# I just don't understand...



## Chris Scott (Jan 2, 2008)

I receive statements from my health insurance company. Each statement includes a page with short paragraphs in different languages. The paragraph at the top in English begins, "If you cannot read this..."


I just don't understand...


----------



## Greg Elmassian (Jan 3, 2008)

Those who are absent, please raise your hands. 

Greg


----------



## Semper Vaporo (Jan 2, 2008)

"Do not open before reading the enclosed instructions."


----------



## Mik (Jan 2, 2008)

Think of it the same way as Braille keypads on drive through ATMs... It's a mystery better left unsolved.


----------



## TonyWalsham (Jan 2, 2008)

Aaaaaahhhh!!! 

The mysteries of the way we comprehend vagaries of the English language.


----------



## John J (Dec 29, 2007)

If you have already done so, Please do so now.


----------



## dieseldude (Apr 21, 2009)

I thought I was wrong once, but I was mistaken.


----------



## Richard Smith (Jan 2, 2008)

Learn to read!
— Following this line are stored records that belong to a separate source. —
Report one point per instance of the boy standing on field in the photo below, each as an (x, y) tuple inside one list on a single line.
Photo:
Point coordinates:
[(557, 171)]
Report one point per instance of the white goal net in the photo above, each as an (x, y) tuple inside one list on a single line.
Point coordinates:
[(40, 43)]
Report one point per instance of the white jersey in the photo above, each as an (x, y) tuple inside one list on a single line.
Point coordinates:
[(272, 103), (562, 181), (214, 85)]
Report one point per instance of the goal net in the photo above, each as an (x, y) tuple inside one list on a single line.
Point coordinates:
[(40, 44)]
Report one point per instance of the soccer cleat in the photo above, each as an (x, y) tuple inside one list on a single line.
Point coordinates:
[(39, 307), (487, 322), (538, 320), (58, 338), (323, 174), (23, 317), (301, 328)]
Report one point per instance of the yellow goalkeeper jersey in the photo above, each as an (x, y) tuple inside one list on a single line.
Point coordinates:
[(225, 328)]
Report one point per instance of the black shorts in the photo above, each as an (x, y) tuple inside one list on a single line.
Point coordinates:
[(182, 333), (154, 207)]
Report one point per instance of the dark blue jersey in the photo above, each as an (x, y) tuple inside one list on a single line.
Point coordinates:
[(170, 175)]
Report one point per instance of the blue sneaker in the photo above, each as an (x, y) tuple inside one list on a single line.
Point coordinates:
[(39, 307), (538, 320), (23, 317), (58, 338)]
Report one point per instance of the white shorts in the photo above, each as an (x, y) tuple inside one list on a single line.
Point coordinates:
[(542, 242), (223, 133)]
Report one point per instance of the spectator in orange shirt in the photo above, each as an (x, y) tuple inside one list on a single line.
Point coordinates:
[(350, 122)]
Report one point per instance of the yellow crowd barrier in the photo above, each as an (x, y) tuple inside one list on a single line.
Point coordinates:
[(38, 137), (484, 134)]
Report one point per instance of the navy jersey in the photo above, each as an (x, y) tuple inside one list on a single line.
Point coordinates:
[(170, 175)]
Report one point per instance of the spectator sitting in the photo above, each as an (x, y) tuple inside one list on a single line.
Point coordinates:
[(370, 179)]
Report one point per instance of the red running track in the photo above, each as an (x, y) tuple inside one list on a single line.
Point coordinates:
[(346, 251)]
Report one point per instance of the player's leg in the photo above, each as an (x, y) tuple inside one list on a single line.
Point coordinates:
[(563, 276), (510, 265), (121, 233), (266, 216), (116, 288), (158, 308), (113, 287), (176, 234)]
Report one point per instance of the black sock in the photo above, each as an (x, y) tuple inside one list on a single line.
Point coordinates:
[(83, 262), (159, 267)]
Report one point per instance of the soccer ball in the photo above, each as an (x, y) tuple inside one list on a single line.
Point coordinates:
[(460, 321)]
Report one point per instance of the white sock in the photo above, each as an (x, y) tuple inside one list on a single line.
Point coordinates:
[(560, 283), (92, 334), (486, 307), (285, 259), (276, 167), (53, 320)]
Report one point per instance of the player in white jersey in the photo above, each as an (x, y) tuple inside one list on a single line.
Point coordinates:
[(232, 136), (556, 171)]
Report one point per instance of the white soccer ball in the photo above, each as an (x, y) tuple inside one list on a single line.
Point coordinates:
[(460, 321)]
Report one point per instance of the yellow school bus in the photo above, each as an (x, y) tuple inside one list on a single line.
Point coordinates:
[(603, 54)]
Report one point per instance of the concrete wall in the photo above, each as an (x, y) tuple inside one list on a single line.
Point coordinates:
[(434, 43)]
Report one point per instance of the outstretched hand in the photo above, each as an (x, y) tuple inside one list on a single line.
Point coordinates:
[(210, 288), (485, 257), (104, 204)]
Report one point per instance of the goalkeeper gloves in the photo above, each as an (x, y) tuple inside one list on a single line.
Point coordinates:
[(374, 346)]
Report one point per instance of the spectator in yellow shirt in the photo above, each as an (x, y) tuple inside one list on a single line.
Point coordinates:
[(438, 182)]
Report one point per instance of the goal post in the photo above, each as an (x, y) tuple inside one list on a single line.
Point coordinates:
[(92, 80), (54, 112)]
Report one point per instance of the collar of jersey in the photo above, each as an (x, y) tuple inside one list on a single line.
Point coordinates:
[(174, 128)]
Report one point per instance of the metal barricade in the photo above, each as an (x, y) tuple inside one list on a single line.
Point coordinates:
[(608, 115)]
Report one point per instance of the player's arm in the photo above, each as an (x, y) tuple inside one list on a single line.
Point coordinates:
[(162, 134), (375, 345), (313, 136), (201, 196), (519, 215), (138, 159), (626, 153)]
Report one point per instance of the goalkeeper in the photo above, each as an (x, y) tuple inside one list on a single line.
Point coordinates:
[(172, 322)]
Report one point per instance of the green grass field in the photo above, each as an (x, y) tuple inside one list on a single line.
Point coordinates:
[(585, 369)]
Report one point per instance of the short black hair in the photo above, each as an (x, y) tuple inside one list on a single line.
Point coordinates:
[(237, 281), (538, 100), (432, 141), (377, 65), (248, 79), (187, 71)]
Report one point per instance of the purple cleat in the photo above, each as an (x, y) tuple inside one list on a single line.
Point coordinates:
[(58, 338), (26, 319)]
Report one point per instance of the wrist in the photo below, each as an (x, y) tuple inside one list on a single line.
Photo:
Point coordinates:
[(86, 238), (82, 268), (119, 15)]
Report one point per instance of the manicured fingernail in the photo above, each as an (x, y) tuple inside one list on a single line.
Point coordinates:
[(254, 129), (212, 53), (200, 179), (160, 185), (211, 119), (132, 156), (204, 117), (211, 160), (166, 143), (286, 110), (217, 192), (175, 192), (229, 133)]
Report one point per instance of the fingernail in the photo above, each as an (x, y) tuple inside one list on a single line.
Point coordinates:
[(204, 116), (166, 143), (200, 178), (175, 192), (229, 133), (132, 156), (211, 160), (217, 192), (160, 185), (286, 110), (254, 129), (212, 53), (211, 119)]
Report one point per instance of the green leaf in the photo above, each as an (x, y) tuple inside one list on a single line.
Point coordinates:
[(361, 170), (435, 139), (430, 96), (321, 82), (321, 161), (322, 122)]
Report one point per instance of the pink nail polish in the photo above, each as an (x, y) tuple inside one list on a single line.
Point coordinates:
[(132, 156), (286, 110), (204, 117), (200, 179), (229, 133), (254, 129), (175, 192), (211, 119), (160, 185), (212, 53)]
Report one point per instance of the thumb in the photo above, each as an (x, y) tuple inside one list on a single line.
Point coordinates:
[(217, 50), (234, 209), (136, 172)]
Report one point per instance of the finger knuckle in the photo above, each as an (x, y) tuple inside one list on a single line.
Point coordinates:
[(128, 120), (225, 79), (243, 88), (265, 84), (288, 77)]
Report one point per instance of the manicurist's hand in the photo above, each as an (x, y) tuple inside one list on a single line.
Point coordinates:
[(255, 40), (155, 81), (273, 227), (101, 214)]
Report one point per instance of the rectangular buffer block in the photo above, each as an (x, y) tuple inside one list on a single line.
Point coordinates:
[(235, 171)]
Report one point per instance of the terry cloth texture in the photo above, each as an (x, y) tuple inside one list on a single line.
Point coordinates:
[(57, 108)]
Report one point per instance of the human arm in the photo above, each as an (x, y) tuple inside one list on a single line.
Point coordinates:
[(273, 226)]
If you want to find the enjoyment of reading call this number.....


----------



## Totalwrecker (Feb 26, 2009)

Extend the ladder before climbing on it....


----------



## Dwight Ennis (Jan 2, 2008)

Just goes to show how far things have gone and how ridiculous things have become in attempts to shield from legal liability.
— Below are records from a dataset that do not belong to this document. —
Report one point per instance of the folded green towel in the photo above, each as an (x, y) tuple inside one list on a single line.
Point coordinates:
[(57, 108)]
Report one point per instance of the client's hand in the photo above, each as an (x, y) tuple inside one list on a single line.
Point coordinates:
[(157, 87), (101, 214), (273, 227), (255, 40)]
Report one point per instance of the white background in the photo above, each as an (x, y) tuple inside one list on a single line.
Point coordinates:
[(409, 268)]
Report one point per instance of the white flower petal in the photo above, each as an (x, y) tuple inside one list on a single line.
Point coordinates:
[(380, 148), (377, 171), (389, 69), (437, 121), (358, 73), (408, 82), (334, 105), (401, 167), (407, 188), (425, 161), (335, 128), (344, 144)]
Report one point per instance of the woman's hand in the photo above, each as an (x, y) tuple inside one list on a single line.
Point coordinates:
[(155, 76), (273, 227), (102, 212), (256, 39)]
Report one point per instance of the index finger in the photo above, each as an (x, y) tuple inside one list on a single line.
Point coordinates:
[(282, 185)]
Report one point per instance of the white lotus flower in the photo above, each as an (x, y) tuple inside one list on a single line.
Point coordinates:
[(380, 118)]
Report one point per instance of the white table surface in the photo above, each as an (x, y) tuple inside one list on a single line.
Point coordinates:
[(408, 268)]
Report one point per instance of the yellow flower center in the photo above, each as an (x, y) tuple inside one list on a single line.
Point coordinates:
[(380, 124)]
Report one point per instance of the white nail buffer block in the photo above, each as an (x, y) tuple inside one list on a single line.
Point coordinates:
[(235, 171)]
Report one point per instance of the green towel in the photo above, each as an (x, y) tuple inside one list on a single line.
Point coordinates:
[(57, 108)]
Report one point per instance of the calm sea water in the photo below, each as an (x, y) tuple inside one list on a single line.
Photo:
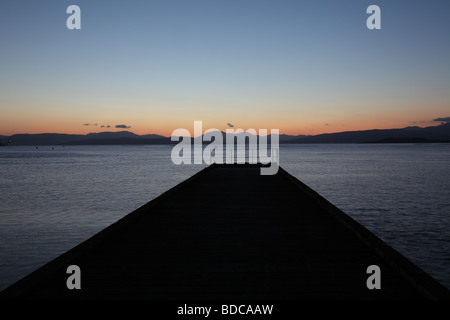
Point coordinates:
[(53, 198)]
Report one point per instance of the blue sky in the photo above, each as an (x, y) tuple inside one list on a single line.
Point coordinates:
[(160, 65)]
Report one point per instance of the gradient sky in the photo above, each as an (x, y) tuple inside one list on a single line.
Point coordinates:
[(304, 67)]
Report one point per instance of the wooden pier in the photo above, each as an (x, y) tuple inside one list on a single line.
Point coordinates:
[(230, 233)]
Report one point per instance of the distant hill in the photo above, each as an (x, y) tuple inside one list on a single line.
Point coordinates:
[(122, 137), (440, 133), (436, 133)]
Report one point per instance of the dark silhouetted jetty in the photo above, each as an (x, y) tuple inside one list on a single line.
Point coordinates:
[(230, 233)]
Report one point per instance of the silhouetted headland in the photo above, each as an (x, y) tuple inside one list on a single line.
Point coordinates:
[(230, 233)]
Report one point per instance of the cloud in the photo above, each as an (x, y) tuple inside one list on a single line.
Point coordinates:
[(447, 119), (123, 126)]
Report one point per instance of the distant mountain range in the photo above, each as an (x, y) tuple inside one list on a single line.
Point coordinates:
[(440, 133)]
It wasn't all that long ago that the term "ambulance chaser" was an insult referring to the lowest of the low. Today, I can't watch the tube for 15 minutes without seeing, "If you or someone you know has been diagnosed with mesothelioma..."


----------



## Tom Leaton (Apr 26, 2008)

Chris--Wait a few years, the weird factor will go way up. 
Dwight--The fine print on those ads is interesting, too. ( I don't run mass media ads seeking mesothelioma/asbestosis cases merely in order to refer them out to another lawyer). 
"Please listen the full message as our options have changed. . "


----------



## Scottychaos (Jan 2, 2008)

label on the back of a plastic refrigerator magnet, in the shape of a 2-inch bottle of beer: 
"not for eating, only for seeing"


----------



## R Snyder (May 12, 2009)

The operating rooms of the hospital in which I used to practice had Braille signs on the doors.


----------



## tacfoley (Jan 3, 2008)

Posted By R Snyder on 19 Jun 2010 10:18 AM 
The operating rooms of the hospital in which I used to practice had Braille signs on the doors. 
In the town of Luton here in UK, the newly-opened Arndale Centre Shopping Mall had all the elevator/escalator signs, as well as all the descriptive signs on the flower beds, PRINTED printed in Braille.


NOT embossed.

Just printed.

Also, seen on Irish single-deck buses in the 50's and 60's - in Irish and English - 'Capacity 45 persons - no more than half that number may be standing up at any time.'

...and - 'PLEASE ASK THE DRIVER FOR DETAILS' - underneath the notice - 'DO NOT TALK TO THE DRIVER'

tac
http://www.ovgrs.org/
Supporter of the Cape Meares Lighthouse Restoration Fund


----------



## Wesley Furman (Jan 2, 2008)

Project I worked on the installers put the room numbers with embossed Braille letters above the doors. 

All you can eat under $10, price varies.


----------



## JackM (Jul 29, 2008)

My small group of 6-8 employees was moved to a brand new facility. We had a unisex rest room with the lock mounted on the OUTSIDE of the door. It took three years of emails to get it installed on the inside.


----------



## Semper Vaporo (Jan 2, 2008)

Posted By Dwight Ennis on 19 Jun 2010 07:25 AM 
Just goes to show how far things have gone and how ridiculous things have become in attempts to shield from legal liability.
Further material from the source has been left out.